Race for Glory - Audi vs. Lancia
Italia/Irlanda/UK 2024 biografico/sportivo 1h49’
Regia: Stefano Mordini
Sceneggiatura: Filippo Bologna, Stefano Mordini, Riccardo Scamarcio
Fotografia: Luigi Martinucci
Montaggio: Davide Minotti, Massimo Fiocchi
Musiche: Venerus
Scenografia: Isabella Angelini
Costumi: Grazia Materia
Riccardo Scamarcio: Cesare Fiorio
Daniel Brühl: Roland Gumpert
Volker Bruch: Walter Röhrl
Katie Clarkson-Hill: Jane McCoy
Esther Garrel: Michèle Mouton
Rebecca Busi: Fabrizia Pons
Enrico Oldrati: Christian Geistdorfer
Haley Bennett: giornalista
Giorgio Montanini: Ennio
Gianmaria Martini: Hannu Mikkola
Giulio Brizzi: Ugo Kurt
Gloria Cuminetti: moglie di Gumpert
Lapo Elkann: Gianni Agnelli
TRAMA: I fatti realmente accaduti durante la feroce rivalità tra l’azienda tedesca Audi e l’italiana Lancia nel Campionato Mondiale Rally del 1983.
Voto 6 –
Dal 1970 al 1987 le case automobilistiche investirono milioni di dollari nel rally realizzando prototipi pronti ad essere trasformati in automobili per il mercato.
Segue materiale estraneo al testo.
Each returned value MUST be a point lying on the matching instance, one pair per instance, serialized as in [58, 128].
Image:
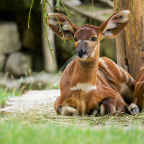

Vincere un rally significava vendere migliaia di auto per appassionati. Il duello Lancia contro Audi accese gli animi di milioni di spettatori. Il 1983, nel mondo dei rally, è da tutti indicato come il Campionato in cui si fece la storia.
Infatti, quell’anno, la squadra Audi Sport e Lancia Abarth Martini Racing sono in competizione e in rivalità per la conquista della vittoria: da una parte la potente ed organizzata squadra corsistica del mitico marchio tedesco, con la sua professionalità e la grande preparazione ingegneristica, dall’altra la enorme voglia del gruppo italiano di mettersi alla pari e tentare di strappare il titolo mondiale e sconfiggere l’egemonia degli avversati, che da qualche anno vincevano senza troppe difficoltà. Un Davide contro un Golia potente che pareva imbattibile. Il team manager Cesare Florio (Riccardo Scamarcio, qui oltre che attore anche sceneggiatore e produttore, assieme ad un colosso come Jeremy Thomas) ha convinto i vertici dell’azienda torinese a finanziare la sua idea, sebbene questi siano molto perplessi, sia per lo sforzo economico che viene richiesto, sia per le poche speranze di riuscire negli intenti.
Loro hanno una macchina super collaudata e con il riuscito sistema di trazione integrale e con accorgimenti tecnici all’avanguardia (vedi la trasmissione con un differenziale di due alberi coassiali), la Lancia è ferma ancora alle due ruote motrici, motivo per cui Florio presenta un progetto ai suoi superiori che vede un’auto che deve sopperire all’inferiorità tecnica con una maggiore agilità e un peso del mezzo parecchio inferiore di quello dell’avversario. Argomento poco convincente che però riesce a far partire l’operazione per la forza persuasiva dell’uomo e anche per merito della bravura dei meccanici italiani.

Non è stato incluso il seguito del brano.